Cells were washed twice with PBS and cell numbers adjusted equally between samples. Histone proteins were isolated from the cells according to Sidoli et al. [29]. The supernatants containing cytosolic fraction were also used for internal control. The samples were resolved on 4–15% precast polyacrylamide gels (#4561084, Bio-Rad, Hercules, CA, USA), transferred onto a polyvinylidene fluoride membrane (Immobilon-P, Millipore, Burlington, MA, USA) and blocked for 1 h at room temperature with 5% skim milk (BD Biosciences, San Jose, CA, USA) in TBST buffer (100 mM Tris-HCl, pH 7.5, 50 mM NaCl, 0.1% Tween-20; blocking buffer). The membranes were probed with anti-trimethyl-histone H3 (Lys9) (1:500, #07-442, Millipore) or anti-α-Tubulin (1:2,000, #2125, Cell Signaling Technology, Danvers, MA, USA) antibodies in blocking buffer overnight at 4°C. After washing with TBST, the membranes were incubated with anti-rabbit IgG (1:2,000, #7074, Cell Signaling Technology) in blocking buffer for 1 h at room temperature. The membranes were washed with TBST and processed using Chemi-Lumi One Ultra (Nacalai Tesque, Kyoto, Japan). Immunoblots were visualized using ImageQuant LAS 500 (GE Healthcare, Chicago, IL, USA). The signal intensity of H3K9me3 and α-Tubulin were measured using the software ImageQuant TL8.1 (GE Healthcare). The signal intensity of H3K9me3 was normalized to that of α-Tubulin using ImageQuant TL8.1.

Evaluation of total cell number in blastocysts

To evaluate the total cell number in embryos, Day 7 blastocysts were stained using Vectashield mounting medium with DAPI (Vector Laboratories, CA, USA). Blastocysts were washed in PBS and fixed for 15 min in 4% paraformaldehyde. The blastocysts were then washed twice in PBS supplemented with 0.3% polyvinylpyrrolidone followed by staining with DAPI for 5 min. The blastocysts were gently flattened under a coverslip, so that the cells appeared in a similar focal plane.

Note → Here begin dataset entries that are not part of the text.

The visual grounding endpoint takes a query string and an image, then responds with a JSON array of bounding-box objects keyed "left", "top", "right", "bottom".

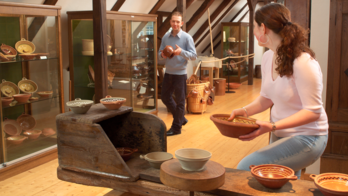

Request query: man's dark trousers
[{"left": 161, "top": 73, "right": 187, "bottom": 132}]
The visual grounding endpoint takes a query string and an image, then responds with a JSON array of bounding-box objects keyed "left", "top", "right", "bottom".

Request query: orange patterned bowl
[
  {"left": 250, "top": 164, "right": 297, "bottom": 189},
  {"left": 210, "top": 114, "right": 259, "bottom": 138},
  {"left": 310, "top": 173, "right": 348, "bottom": 196},
  {"left": 100, "top": 95, "right": 126, "bottom": 110}
]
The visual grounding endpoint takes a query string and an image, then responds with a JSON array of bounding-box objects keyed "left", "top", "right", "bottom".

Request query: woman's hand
[
  {"left": 238, "top": 120, "right": 272, "bottom": 141},
  {"left": 228, "top": 108, "right": 248, "bottom": 120}
]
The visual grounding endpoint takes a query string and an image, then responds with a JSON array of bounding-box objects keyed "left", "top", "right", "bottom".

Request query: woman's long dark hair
[{"left": 255, "top": 3, "right": 315, "bottom": 77}]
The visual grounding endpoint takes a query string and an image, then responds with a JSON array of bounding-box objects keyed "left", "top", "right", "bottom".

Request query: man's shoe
[
  {"left": 182, "top": 118, "right": 188, "bottom": 126},
  {"left": 166, "top": 128, "right": 181, "bottom": 136}
]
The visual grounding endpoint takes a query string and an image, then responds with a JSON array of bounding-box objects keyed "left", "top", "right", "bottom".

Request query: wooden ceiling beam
[
  {"left": 195, "top": 0, "right": 239, "bottom": 48},
  {"left": 111, "top": 0, "right": 125, "bottom": 11},
  {"left": 230, "top": 3, "right": 248, "bottom": 22},
  {"left": 238, "top": 10, "right": 249, "bottom": 22},
  {"left": 177, "top": 0, "right": 187, "bottom": 31},
  {"left": 186, "top": 0, "right": 214, "bottom": 32}
]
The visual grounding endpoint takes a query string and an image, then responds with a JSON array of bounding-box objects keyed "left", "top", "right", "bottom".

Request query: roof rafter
[
  {"left": 111, "top": 0, "right": 125, "bottom": 11},
  {"left": 186, "top": 0, "right": 215, "bottom": 32}
]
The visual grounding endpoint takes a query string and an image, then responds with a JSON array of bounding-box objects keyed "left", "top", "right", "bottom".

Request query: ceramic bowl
[
  {"left": 42, "top": 128, "right": 56, "bottom": 137},
  {"left": 23, "top": 129, "right": 42, "bottom": 140},
  {"left": 226, "top": 83, "right": 242, "bottom": 89},
  {"left": 82, "top": 39, "right": 94, "bottom": 51},
  {"left": 116, "top": 147, "right": 138, "bottom": 161},
  {"left": 17, "top": 113, "right": 36, "bottom": 130},
  {"left": 0, "top": 52, "right": 9, "bottom": 61},
  {"left": 210, "top": 114, "right": 259, "bottom": 138},
  {"left": 3, "top": 118, "right": 21, "bottom": 136},
  {"left": 1, "top": 79, "right": 20, "bottom": 97},
  {"left": 15, "top": 38, "right": 35, "bottom": 54},
  {"left": 175, "top": 148, "right": 212, "bottom": 171},
  {"left": 4, "top": 54, "right": 16, "bottom": 61},
  {"left": 66, "top": 98, "right": 93, "bottom": 114},
  {"left": 163, "top": 45, "right": 174, "bottom": 58},
  {"left": 310, "top": 173, "right": 348, "bottom": 196},
  {"left": 100, "top": 95, "right": 126, "bottom": 110},
  {"left": 7, "top": 135, "right": 28, "bottom": 145},
  {"left": 29, "top": 97, "right": 39, "bottom": 101},
  {"left": 37, "top": 91, "right": 53, "bottom": 98},
  {"left": 18, "top": 77, "right": 38, "bottom": 94},
  {"left": 1, "top": 43, "right": 17, "bottom": 55},
  {"left": 13, "top": 93, "right": 31, "bottom": 103},
  {"left": 19, "top": 53, "right": 36, "bottom": 60},
  {"left": 2, "top": 97, "right": 13, "bottom": 106},
  {"left": 140, "top": 152, "right": 173, "bottom": 169},
  {"left": 250, "top": 164, "right": 297, "bottom": 189}
]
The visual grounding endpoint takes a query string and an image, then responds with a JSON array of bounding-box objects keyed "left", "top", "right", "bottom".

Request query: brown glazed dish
[
  {"left": 210, "top": 114, "right": 259, "bottom": 138},
  {"left": 163, "top": 45, "right": 174, "bottom": 58},
  {"left": 116, "top": 147, "right": 138, "bottom": 161},
  {"left": 250, "top": 164, "right": 297, "bottom": 189},
  {"left": 1, "top": 44, "right": 17, "bottom": 55},
  {"left": 310, "top": 173, "right": 348, "bottom": 196}
]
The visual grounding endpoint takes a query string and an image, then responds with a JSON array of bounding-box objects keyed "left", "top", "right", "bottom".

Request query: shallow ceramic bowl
[
  {"left": 4, "top": 54, "right": 16, "bottom": 61},
  {"left": 13, "top": 93, "right": 31, "bottom": 103},
  {"left": 0, "top": 52, "right": 9, "bottom": 61},
  {"left": 42, "top": 128, "right": 56, "bottom": 137},
  {"left": 37, "top": 91, "right": 53, "bottom": 98},
  {"left": 175, "top": 148, "right": 212, "bottom": 171},
  {"left": 2, "top": 97, "right": 13, "bottom": 106},
  {"left": 226, "top": 83, "right": 242, "bottom": 89},
  {"left": 17, "top": 113, "right": 36, "bottom": 130},
  {"left": 140, "top": 152, "right": 173, "bottom": 169},
  {"left": 19, "top": 53, "right": 36, "bottom": 60},
  {"left": 7, "top": 135, "right": 27, "bottom": 145},
  {"left": 18, "top": 77, "right": 38, "bottom": 94},
  {"left": 23, "top": 129, "right": 42, "bottom": 140},
  {"left": 1, "top": 79, "right": 20, "bottom": 97},
  {"left": 210, "top": 114, "right": 259, "bottom": 138},
  {"left": 250, "top": 164, "right": 297, "bottom": 189},
  {"left": 66, "top": 98, "right": 93, "bottom": 114},
  {"left": 1, "top": 43, "right": 17, "bottom": 55},
  {"left": 29, "top": 97, "right": 39, "bottom": 101},
  {"left": 310, "top": 173, "right": 348, "bottom": 196},
  {"left": 3, "top": 118, "right": 21, "bottom": 136},
  {"left": 100, "top": 95, "right": 126, "bottom": 110},
  {"left": 116, "top": 147, "right": 138, "bottom": 161},
  {"left": 15, "top": 38, "right": 35, "bottom": 54}
]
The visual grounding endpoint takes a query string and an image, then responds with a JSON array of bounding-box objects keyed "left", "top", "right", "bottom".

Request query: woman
[{"left": 229, "top": 3, "right": 328, "bottom": 178}]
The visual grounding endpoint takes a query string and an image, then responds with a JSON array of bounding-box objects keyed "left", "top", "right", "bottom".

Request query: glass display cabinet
[
  {"left": 0, "top": 2, "right": 64, "bottom": 168},
  {"left": 221, "top": 22, "right": 249, "bottom": 83},
  {"left": 67, "top": 11, "right": 157, "bottom": 114}
]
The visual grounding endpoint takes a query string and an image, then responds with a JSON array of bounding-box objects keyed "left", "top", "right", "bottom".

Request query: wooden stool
[{"left": 160, "top": 159, "right": 225, "bottom": 196}]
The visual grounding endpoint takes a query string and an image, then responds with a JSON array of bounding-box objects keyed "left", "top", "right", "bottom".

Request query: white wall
[{"left": 306, "top": 0, "right": 330, "bottom": 175}]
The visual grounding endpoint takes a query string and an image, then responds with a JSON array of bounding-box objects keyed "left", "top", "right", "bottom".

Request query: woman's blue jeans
[{"left": 237, "top": 133, "right": 328, "bottom": 178}]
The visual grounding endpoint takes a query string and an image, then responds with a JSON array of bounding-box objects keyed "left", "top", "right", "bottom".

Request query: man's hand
[
  {"left": 173, "top": 44, "right": 182, "bottom": 56},
  {"left": 161, "top": 50, "right": 167, "bottom": 58}
]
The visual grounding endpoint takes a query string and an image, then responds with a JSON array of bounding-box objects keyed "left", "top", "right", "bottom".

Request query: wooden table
[
  {"left": 193, "top": 66, "right": 220, "bottom": 85},
  {"left": 160, "top": 159, "right": 225, "bottom": 196}
]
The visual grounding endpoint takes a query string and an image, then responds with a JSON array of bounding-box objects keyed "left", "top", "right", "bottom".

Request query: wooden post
[
  {"left": 247, "top": 0, "right": 256, "bottom": 85},
  {"left": 93, "top": 0, "right": 108, "bottom": 103},
  {"left": 177, "top": 0, "right": 186, "bottom": 31}
]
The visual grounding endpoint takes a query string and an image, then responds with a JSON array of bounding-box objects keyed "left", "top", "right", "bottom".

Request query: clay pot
[
  {"left": 213, "top": 78, "right": 226, "bottom": 96},
  {"left": 37, "top": 91, "right": 53, "bottom": 98},
  {"left": 1, "top": 43, "right": 17, "bottom": 55},
  {"left": 175, "top": 148, "right": 212, "bottom": 171},
  {"left": 116, "top": 147, "right": 138, "bottom": 161},
  {"left": 207, "top": 96, "right": 214, "bottom": 105},
  {"left": 13, "top": 93, "right": 31, "bottom": 103},
  {"left": 250, "top": 164, "right": 297, "bottom": 189},
  {"left": 3, "top": 118, "right": 21, "bottom": 136},
  {"left": 226, "top": 83, "right": 242, "bottom": 89},
  {"left": 17, "top": 113, "right": 36, "bottom": 130},
  {"left": 210, "top": 114, "right": 259, "bottom": 138},
  {"left": 7, "top": 135, "right": 27, "bottom": 145},
  {"left": 140, "top": 152, "right": 173, "bottom": 169},
  {"left": 66, "top": 98, "right": 93, "bottom": 114},
  {"left": 2, "top": 97, "right": 13, "bottom": 106},
  {"left": 19, "top": 54, "right": 36, "bottom": 60},
  {"left": 23, "top": 129, "right": 42, "bottom": 140},
  {"left": 100, "top": 95, "right": 126, "bottom": 110},
  {"left": 163, "top": 45, "right": 174, "bottom": 58},
  {"left": 42, "top": 128, "right": 56, "bottom": 137},
  {"left": 310, "top": 173, "right": 348, "bottom": 196}
]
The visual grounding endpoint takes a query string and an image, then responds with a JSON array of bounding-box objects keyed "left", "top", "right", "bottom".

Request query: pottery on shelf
[
  {"left": 18, "top": 77, "right": 38, "bottom": 94},
  {"left": 2, "top": 97, "right": 13, "bottom": 106},
  {"left": 19, "top": 53, "right": 36, "bottom": 60},
  {"left": 66, "top": 98, "right": 93, "bottom": 114},
  {"left": 163, "top": 45, "right": 174, "bottom": 58},
  {"left": 116, "top": 147, "right": 138, "bottom": 161},
  {"left": 15, "top": 38, "right": 35, "bottom": 54},
  {"left": 42, "top": 128, "right": 56, "bottom": 137},
  {"left": 226, "top": 83, "right": 242, "bottom": 89},
  {"left": 250, "top": 164, "right": 297, "bottom": 189},
  {"left": 100, "top": 95, "right": 126, "bottom": 110},
  {"left": 23, "top": 129, "right": 42, "bottom": 140},
  {"left": 7, "top": 135, "right": 28, "bottom": 145},
  {"left": 140, "top": 152, "right": 173, "bottom": 169},
  {"left": 17, "top": 113, "right": 36, "bottom": 130},
  {"left": 1, "top": 79, "right": 20, "bottom": 97},
  {"left": 1, "top": 43, "right": 17, "bottom": 56},
  {"left": 3, "top": 118, "right": 21, "bottom": 136},
  {"left": 0, "top": 52, "right": 9, "bottom": 61},
  {"left": 210, "top": 114, "right": 259, "bottom": 138},
  {"left": 310, "top": 173, "right": 348, "bottom": 196},
  {"left": 175, "top": 148, "right": 212, "bottom": 171},
  {"left": 37, "top": 91, "right": 53, "bottom": 98},
  {"left": 13, "top": 93, "right": 31, "bottom": 103}
]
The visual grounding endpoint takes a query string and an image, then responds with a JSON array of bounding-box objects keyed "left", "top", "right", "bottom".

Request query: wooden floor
[{"left": 0, "top": 78, "right": 270, "bottom": 196}]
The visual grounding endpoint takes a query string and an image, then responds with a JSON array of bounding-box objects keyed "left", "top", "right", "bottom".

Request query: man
[{"left": 158, "top": 11, "right": 197, "bottom": 136}]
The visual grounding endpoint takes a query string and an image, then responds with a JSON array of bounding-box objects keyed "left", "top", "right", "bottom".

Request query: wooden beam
[
  {"left": 238, "top": 10, "right": 249, "bottom": 22},
  {"left": 93, "top": 0, "right": 108, "bottom": 102},
  {"left": 186, "top": 0, "right": 214, "bottom": 32},
  {"left": 195, "top": 0, "right": 239, "bottom": 48},
  {"left": 177, "top": 0, "right": 186, "bottom": 31},
  {"left": 192, "top": 0, "right": 229, "bottom": 41},
  {"left": 111, "top": 0, "right": 125, "bottom": 11},
  {"left": 230, "top": 3, "right": 248, "bottom": 22},
  {"left": 156, "top": 11, "right": 171, "bottom": 16},
  {"left": 27, "top": 0, "right": 58, "bottom": 41},
  {"left": 247, "top": 0, "right": 255, "bottom": 85}
]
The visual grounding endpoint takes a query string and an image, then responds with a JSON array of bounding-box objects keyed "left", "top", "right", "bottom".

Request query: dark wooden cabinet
[{"left": 321, "top": 0, "right": 348, "bottom": 174}]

Total cell numbers were counted using an epi-fluorescent microscope (Nikon Diaphot 200, Nikon, Tokyo, Japan).

Statistical analysis

The data on cleavage and blastocyst rates, as well as mean cell number in blastocysts, were analyzed by one-way ANOVA followed by Bonferroni correction by using the Stata/SE 15.0 software package (StataCorp., College Station, TX, USA). A value of P < 0.05 was considered statistically significant. All data were expressed as mean ± SEM values.